“The moment the satellite separated from the rocket got me feeling emotional,” Dr. Josh Willis, lead project scientist for the Jason-3 mission, told me. I imagined the satellite emerging from the nosecone of SpaceX’s Falcon 9 rocket and unfurling its solar panels 830 miles above where we were standing near the bar at the Jason-3 launch after-party. Seeing a NASA science dude with a crisp shirt, black suit jacket and—can you believe it—cufflinks was heartwarming. I recognized his dad, his wife, his in-laws nearby. My husband was there, too, along with most of our peers, all part of an odd little NASA ocean sciences extended family.
When Willis told me he “had affection” for the Jason-3 satellite, I felt relief; glad that I wasn’t the only one who’d been anthropomorphizing. He said that the French engineers from CNES, the French Space Agency, who were responsible for connecting the satellite to the rocket, had drawn a pair of eyes on the nitrogen storage bags used for sealing the satellite to prevent rust. “It looked like it was alive,” he said.
Unless you’re a total whack, your affection for flight hardware builds up over time. And Willis’ work with satellites that measure sea surface height goes back to TOPEX/Poseidon, the great granddaddy of ocean surface topography, which launched in 1992 when he was a graduate student. “Back then, the data was cool and interesting and was really accurate. It did what it was supposed to do, which was amazing to me.” TOPEX/Poseidon was originally designed as a 5-year mission to measure currents. “In the beginning, it wasn’t obvious that these satellites would measure climate change. It took years to ensure that the satellites were accurate enough to measure global sea level change, and, of course, now they’re the most important tool for measuring global warming.”

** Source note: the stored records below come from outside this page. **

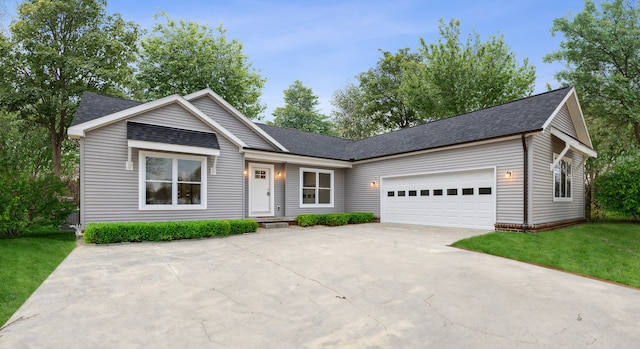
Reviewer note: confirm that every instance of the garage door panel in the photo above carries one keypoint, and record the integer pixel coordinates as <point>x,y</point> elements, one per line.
<point>461,203</point>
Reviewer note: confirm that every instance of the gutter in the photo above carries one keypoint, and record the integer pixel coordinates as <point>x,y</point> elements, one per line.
<point>525,204</point>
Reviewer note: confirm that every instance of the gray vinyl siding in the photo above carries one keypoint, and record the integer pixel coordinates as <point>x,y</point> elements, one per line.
<point>505,156</point>
<point>543,208</point>
<point>231,123</point>
<point>292,188</point>
<point>278,190</point>
<point>111,191</point>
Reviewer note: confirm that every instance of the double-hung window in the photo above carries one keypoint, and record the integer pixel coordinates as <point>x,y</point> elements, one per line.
<point>562,179</point>
<point>316,188</point>
<point>170,181</point>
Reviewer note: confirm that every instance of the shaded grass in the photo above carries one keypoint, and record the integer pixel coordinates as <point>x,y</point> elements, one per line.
<point>609,251</point>
<point>26,262</point>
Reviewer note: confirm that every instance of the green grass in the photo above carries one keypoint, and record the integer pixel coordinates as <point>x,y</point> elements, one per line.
<point>609,251</point>
<point>26,262</point>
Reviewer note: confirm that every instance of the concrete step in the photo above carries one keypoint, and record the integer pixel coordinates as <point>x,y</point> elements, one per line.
<point>275,225</point>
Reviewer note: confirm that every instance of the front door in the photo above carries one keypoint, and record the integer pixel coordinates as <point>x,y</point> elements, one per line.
<point>260,190</point>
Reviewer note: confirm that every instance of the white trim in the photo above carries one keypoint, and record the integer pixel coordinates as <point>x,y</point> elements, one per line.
<point>457,146</point>
<point>575,145</point>
<point>317,187</point>
<point>575,112</point>
<point>235,112</point>
<point>494,189</point>
<point>142,206</point>
<point>295,159</point>
<point>79,131</point>
<point>176,148</point>
<point>557,159</point>
<point>251,166</point>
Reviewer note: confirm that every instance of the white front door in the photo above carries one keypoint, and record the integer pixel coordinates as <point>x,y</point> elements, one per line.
<point>260,190</point>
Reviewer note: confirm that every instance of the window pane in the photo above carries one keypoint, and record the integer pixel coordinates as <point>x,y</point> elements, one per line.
<point>158,169</point>
<point>188,194</point>
<point>324,196</point>
<point>325,180</point>
<point>308,196</point>
<point>158,193</point>
<point>308,179</point>
<point>189,170</point>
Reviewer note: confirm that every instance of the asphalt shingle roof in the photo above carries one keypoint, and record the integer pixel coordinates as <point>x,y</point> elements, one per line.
<point>170,135</point>
<point>520,116</point>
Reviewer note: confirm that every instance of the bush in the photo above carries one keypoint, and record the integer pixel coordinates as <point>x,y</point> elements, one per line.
<point>242,226</point>
<point>334,219</point>
<point>619,189</point>
<point>27,203</point>
<point>104,233</point>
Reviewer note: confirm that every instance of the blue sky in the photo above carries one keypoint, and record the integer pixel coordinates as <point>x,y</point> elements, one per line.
<point>326,43</point>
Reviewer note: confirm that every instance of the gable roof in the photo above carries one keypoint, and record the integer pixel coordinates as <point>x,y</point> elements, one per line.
<point>162,134</point>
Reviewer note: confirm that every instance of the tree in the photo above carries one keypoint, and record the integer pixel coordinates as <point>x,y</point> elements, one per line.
<point>381,96</point>
<point>300,111</point>
<point>349,115</point>
<point>452,77</point>
<point>184,57</point>
<point>601,51</point>
<point>57,50</point>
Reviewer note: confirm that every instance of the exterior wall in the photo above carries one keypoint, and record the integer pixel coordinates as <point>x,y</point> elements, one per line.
<point>231,123</point>
<point>292,188</point>
<point>278,188</point>
<point>542,207</point>
<point>111,191</point>
<point>505,155</point>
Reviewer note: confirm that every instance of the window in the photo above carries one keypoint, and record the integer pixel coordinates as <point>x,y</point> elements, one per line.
<point>316,188</point>
<point>169,181</point>
<point>562,180</point>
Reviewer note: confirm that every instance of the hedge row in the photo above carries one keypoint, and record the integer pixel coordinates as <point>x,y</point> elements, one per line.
<point>334,219</point>
<point>105,233</point>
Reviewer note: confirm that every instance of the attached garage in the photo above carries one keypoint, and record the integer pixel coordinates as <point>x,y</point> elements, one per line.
<point>465,199</point>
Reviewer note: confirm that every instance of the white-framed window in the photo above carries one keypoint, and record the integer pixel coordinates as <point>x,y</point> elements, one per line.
<point>562,179</point>
<point>316,188</point>
<point>172,181</point>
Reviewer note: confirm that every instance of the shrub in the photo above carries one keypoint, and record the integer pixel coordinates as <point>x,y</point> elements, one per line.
<point>334,219</point>
<point>619,189</point>
<point>242,226</point>
<point>27,202</point>
<point>104,233</point>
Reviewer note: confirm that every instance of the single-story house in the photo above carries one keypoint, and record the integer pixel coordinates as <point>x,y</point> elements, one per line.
<point>515,166</point>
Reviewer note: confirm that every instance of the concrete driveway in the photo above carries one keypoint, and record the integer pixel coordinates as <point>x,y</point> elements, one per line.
<point>364,286</point>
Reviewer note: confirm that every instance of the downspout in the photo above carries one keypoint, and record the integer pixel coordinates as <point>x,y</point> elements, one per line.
<point>525,204</point>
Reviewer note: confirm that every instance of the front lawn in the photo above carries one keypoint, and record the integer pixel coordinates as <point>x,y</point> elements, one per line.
<point>26,262</point>
<point>609,251</point>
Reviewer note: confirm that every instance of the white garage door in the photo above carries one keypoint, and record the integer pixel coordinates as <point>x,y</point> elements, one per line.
<point>463,199</point>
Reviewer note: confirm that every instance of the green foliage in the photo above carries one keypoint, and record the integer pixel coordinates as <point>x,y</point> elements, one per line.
<point>242,226</point>
<point>105,233</point>
<point>27,262</point>
<point>334,219</point>
<point>184,57</point>
<point>300,111</point>
<point>381,95</point>
<point>603,250</point>
<point>619,189</point>
<point>453,77</point>
<point>26,203</point>
<point>57,50</point>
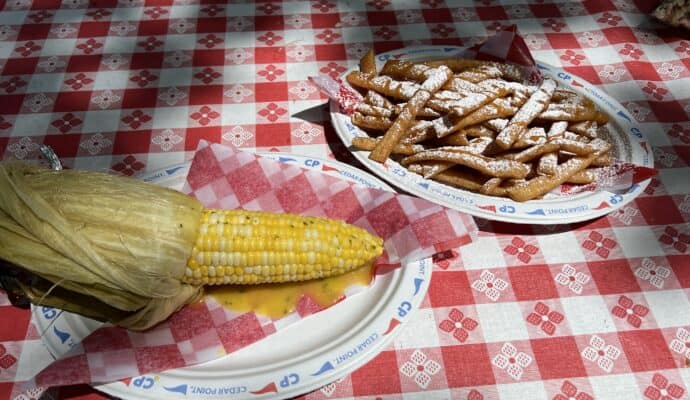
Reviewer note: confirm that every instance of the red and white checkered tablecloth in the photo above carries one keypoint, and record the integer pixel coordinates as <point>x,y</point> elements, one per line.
<point>592,310</point>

After 23 years of data, we’re continuing the series with the launch of Jason-3, the fourth member of the family. “That’s a huge triumph of science and engineering,” he explained. “NASA always wants to do new things, but for climate science, we really need to do the same thing over and over. That’s a different type of job.” I looked around at our spouses and thought about how I explain marriage to my single friends: You can get a lot of interesting things from a long-term commitment. Willis agreed. It’s a whole career, going the distance, not just one conquest after the other.
“It took years and years for the entire science team, which is a couple hundred people looking at this data year in and year out, to feel confident that we were measuring more than currents. Everything has to be perfect to measure global sea level rise.” And over that 23-year period, while the scientists’ abilities to use the data improved, global sea level rose an inch or two, which, sad but true, made it easier to measure.
Jason-3 launched just in time to observe the 2016 El Niño with its many extreme sea levels, storms and high winds in the ocean. The Jason-2 and Jason-3 satellites will fly right next to each other, separated by 60 seconds, and the calibration will happen over a wide range of different conditions. When I asked Willis if this year’s El Niño is bigger than the one in 1997-98, he said, “The water at its peak temperature in the Pacific this time is warmer than the peak temperature in 97-98. But what most people care about is rainfall, and by that measure, we’ll just have to wait and see. We’ve got a few more months before El Niño clobbers us here in the U.S. Plus, we’ve had another 18 years of global warming.”
“Let’s face it, the ocean dominates everything,” he continued. “Two-thirds of the planet’s surface is rising. That’s the story of global warming. You have to have a satellite to see that, and the Jasons do what nothing else can.”
As always, I welcome your comments.
TOPEX/Poseidon and Jason-1 were cooperative missions between NASA and the French space agency, CNES. Additional partners in the Jason-2 mission included NOAA and Eumetsat. Jason-3 continues the international cooperation, with NOAA and Eumetsat leading the efforts, along with partners NASA and CNES.